Transcript document

Nature and origin of Life
lecture 6
History part 2
TOPICS
1)
2)
3)
4)
5)
6)
Mendel genetics (sweet peas)
Fruit flies.
The shift to phages
Discovery of roles of nucleic acids and proteins.
DNA and the genetic code
The proteins and nucleic acid chicken and egg
problem.
7) Items of concern in the origin of life
Gregor Mendel
• Monk who investigated sweet peas
• Mendelian Inheritance:
• How sexual organisms reproduce
Causes
Loss of ½ genetic material for an offspring.
Dominant and recressive genes.
Ploidy
• The ploidy number is the number of paired
chromosomes in the cell.
• Humans are diploid.
• Plants , insects amphibians and reptiles are
often tetraploid.
• A single human may have cells of different
ploidy, so egg and sperm cells are monoploid,
most other cells are diploid, but e.g. some
muscle cells are tetraploid!
Zygosity
From Wikipedia,
Zygosity is the degree of similarity of the alleles for a trait in
an organism.

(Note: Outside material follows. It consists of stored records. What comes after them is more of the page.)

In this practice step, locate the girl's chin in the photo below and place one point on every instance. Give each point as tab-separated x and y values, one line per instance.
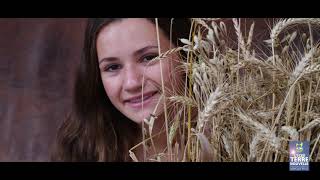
139	119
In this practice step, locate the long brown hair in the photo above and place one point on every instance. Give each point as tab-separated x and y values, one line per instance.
95	130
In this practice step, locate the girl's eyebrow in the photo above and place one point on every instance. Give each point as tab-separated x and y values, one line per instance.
108	59
136	53
142	50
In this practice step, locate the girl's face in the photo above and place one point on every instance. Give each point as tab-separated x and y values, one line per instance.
124	49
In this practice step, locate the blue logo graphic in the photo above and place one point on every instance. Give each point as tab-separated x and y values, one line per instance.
299	155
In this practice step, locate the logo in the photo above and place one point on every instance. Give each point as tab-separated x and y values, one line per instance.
299	155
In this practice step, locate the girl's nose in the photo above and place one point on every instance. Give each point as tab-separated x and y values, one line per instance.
132	79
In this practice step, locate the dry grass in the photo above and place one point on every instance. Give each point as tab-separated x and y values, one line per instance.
248	106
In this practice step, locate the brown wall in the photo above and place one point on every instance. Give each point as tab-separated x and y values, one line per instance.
38	58
37	62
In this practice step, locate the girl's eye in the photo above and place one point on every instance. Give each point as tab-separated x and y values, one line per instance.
112	67
149	57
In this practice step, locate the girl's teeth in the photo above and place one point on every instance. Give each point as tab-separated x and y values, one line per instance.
139	100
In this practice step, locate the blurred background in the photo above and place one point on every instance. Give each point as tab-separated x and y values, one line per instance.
38	59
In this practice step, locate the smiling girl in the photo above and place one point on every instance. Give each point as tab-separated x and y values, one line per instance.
118	86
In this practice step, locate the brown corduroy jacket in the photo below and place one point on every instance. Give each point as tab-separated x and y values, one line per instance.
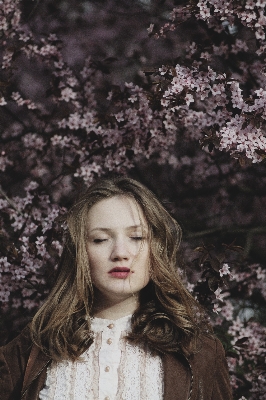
203	377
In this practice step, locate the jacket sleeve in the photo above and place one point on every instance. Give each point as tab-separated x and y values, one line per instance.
6	383
13	361
221	386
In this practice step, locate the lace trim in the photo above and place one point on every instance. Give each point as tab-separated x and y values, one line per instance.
140	373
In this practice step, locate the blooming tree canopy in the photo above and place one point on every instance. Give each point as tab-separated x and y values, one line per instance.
172	93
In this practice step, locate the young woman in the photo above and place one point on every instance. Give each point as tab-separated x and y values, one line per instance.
118	324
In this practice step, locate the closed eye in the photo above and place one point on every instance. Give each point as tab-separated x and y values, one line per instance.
99	240
137	237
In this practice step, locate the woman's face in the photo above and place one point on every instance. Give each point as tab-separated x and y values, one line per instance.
118	247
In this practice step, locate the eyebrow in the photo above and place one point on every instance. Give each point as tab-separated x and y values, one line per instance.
127	228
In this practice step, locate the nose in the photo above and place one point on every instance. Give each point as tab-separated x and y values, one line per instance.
120	250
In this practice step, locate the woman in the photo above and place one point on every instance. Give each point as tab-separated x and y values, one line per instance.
118	324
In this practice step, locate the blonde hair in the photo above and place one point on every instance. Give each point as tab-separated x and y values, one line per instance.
168	318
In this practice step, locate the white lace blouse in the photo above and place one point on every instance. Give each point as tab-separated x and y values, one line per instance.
111	369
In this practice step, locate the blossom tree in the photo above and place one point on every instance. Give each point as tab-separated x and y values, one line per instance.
178	103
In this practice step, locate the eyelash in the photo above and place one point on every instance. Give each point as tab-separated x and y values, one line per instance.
137	238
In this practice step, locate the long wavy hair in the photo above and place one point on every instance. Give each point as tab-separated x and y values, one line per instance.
168	319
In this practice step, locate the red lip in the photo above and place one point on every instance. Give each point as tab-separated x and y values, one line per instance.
119	269
119	272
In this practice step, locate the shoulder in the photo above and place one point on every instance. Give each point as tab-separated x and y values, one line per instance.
209	351
210	369
13	360
18	349
23	340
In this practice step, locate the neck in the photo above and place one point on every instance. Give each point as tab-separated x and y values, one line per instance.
107	308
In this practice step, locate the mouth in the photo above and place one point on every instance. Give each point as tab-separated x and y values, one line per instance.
119	272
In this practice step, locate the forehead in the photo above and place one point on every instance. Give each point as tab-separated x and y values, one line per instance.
116	212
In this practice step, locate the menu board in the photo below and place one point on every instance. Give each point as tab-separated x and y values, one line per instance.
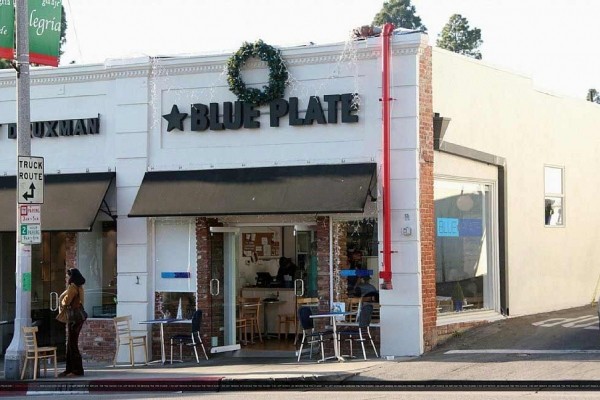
260	244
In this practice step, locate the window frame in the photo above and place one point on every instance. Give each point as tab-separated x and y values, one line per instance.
554	195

If both alleles are the same, the organism
is homozygous for the trait. If both alleles are different, the
organism is heterozygous for that trait. If one allele is missing,
it is hemizygous, and, if both alleles are missing, it
is nullizygos.
Most eukaryotes have two matching sets of chromosomes; that
is, they are diploid. Diploid organisms have the same genes on
each of their two sets of homologous chromosomes, except
that the sequences of these genes may differ between the two
chromosomes in a matching pair and that a few chromosomes
may be mismatched as part of a sex-determination system.
In prokaryotes
All prokaryote Cells are haploid.
Genetic variation can only be produced by
Mutation, or
Lateral Gene Transport
Mendel interpretation
• Mendel factors = genes.
• Dominant (A) and Recessive (a)
• Possible pairings are AA, Aa, aA, aa. So dominant
features will statistically appear in ¾ of offspring.
• Mendel stated that each individual has two factors
for each trait, one from each parent. Homozygous
vs heterozygous.
• Egg and sperm each possess both genes from the
“grandparents”, but in transition to the next
generation individual ½ of the genes are lost.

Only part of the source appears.